# 1/32 Revell RAF Tornado



## GForceSS

I build this 1/32 Tornado GR1 of RAF 617 Sq. Dambusters several years ago for the IPMS Nationals in Phoenix AZ. I used aftermarket sets from Flightpath, Paragon, Eduard and Reheat. Decals came from Tiger Wings, Xtradecal and my MAC/Alps printer. Paint was Xtracolor enamels on the exterior and Model Master inside. Still my favorite aircraft model build to date. Milt


----------



## paulhelfrich

That is one beautiful model. The interior is very impressive - looks just like the real thing! :thumbsup:


----------



## roadrner

That is a beautiful model. Great detail! fantastic pilots. :thumbsup::thumbsup: rr


----------



## steve123

Woo Hoo! very nice! great work!

Steve


----------



## Nick_Karatzides

Nice work on ejection seats :thumbsup:


----------



## GForceSS

Thanks all! Here is a shot of the Tornado with everything hanging. The Paragon resin flaps and slats. A nightmare to get perfect but worth the effort.


----------



## John P

Big and beautiful!


----------



## WarbirdTA

Simply beautiful!

George


----------



## linksinachain

Dude - FANTASTIC WORK!

Thanks for sharing!
Links


----------



## Jinja

Wow, that's just fantastic.Would love to see higher-res photos of the cockpit, and the flaps.

And I envy your skill in the pilots, they're stunning.


----------



## GForceSS

Jinja said:


> Wow, that's just fantastic.Would love to see higher-res photos of the cockpit, and the flaps.
> 
> And I envy your skill in the pilots, they're stunning.



Thank you very much.  Here are some other shots of the cockpit and flaps. MP


----------



## hedorah59

Gorgeous work! :thumbsup:


----------



## Peter

*Incredible*

A wonderful, amazing looking model.
Interior is ultimate.
Peter


----------



## surfsup

Awesome job. You have done the Full size Aircraft justice..........Cheers Mark:wave:


----------



## RLCarlos

*Amazing!!!*

That is truly a work of art. Amazing:thumbsup::thumbsup:


----------



## StarshipClass

Looks like you've done the full size aircraft!  That things almost big enough to climb in and take off with.
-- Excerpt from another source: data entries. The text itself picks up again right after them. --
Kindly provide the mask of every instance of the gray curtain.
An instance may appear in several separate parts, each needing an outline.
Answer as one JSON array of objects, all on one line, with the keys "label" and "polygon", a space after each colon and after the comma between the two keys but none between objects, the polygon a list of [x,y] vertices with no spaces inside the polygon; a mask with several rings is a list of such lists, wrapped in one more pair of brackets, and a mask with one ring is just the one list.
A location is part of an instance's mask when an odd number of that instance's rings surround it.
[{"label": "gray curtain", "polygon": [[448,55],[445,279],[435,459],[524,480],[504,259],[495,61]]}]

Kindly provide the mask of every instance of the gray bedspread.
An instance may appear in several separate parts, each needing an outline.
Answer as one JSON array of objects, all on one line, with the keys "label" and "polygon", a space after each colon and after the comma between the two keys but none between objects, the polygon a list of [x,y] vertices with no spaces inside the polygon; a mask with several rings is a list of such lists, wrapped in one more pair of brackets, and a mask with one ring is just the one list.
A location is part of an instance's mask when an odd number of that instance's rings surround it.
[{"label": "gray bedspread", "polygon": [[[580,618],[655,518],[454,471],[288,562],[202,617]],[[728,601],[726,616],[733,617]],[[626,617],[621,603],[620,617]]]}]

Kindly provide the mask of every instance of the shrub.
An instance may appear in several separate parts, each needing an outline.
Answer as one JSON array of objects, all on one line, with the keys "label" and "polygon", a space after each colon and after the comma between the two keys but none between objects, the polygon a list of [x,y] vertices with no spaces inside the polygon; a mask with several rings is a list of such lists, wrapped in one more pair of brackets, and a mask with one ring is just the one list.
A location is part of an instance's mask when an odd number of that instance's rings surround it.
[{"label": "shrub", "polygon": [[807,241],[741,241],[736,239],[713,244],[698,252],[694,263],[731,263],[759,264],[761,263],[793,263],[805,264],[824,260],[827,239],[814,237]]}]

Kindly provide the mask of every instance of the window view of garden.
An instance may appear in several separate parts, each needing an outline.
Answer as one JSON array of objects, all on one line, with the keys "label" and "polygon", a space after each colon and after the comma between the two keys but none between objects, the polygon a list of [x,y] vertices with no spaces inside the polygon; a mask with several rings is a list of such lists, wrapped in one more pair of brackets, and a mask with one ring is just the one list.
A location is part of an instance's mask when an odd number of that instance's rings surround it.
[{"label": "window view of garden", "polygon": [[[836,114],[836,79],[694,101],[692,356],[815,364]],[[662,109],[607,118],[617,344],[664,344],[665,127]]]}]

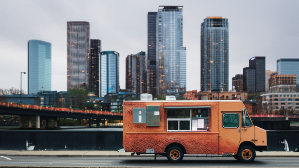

Your detailed paintwork is awesome! Your pilots are great, too!


----------



## fwouts

*Your Tornado is the reason I registered to the Hobbytalk site.*

Hi Milt,

Your Tornado is the reason I registered to the Hobbytalk site.
What a beautiful build!
May I ask what exact XtrColors colors you used on the camo?
Or is it a homebrewed mix?

Thanks,

Frank.


----------



## Jafo

nice job


----------



## CODY614

WOW!
Absolutely gorgeous.......


Jeff


----------



## RallyJack

GForceSS, Simply AMAZING!!!!!!!!!!!


----------



## EAGLE_01

DUDE! That is one of the most realistic paint jobs I have ever seen on a kit. Is there ANY detail you missed? 

Beautiful!!


----------



## GForceSS

fwouts said:


> Hi Milt,
> 
> Your Tornado is the reason I registered to the Hobbytalk site.
> What a beautiful build!
> May I ask what exact XtrColors colors you used on the camo?
> Or is it a homebrewed mix?
> 
> Thanks,
> 
> Frank.



Thank you Frank .. The enamels from Xtracolor were X1 BS 641 RAF Dk Green and X4 BS 638 RAF Dk Sea Grey. Straight from the tin.


----------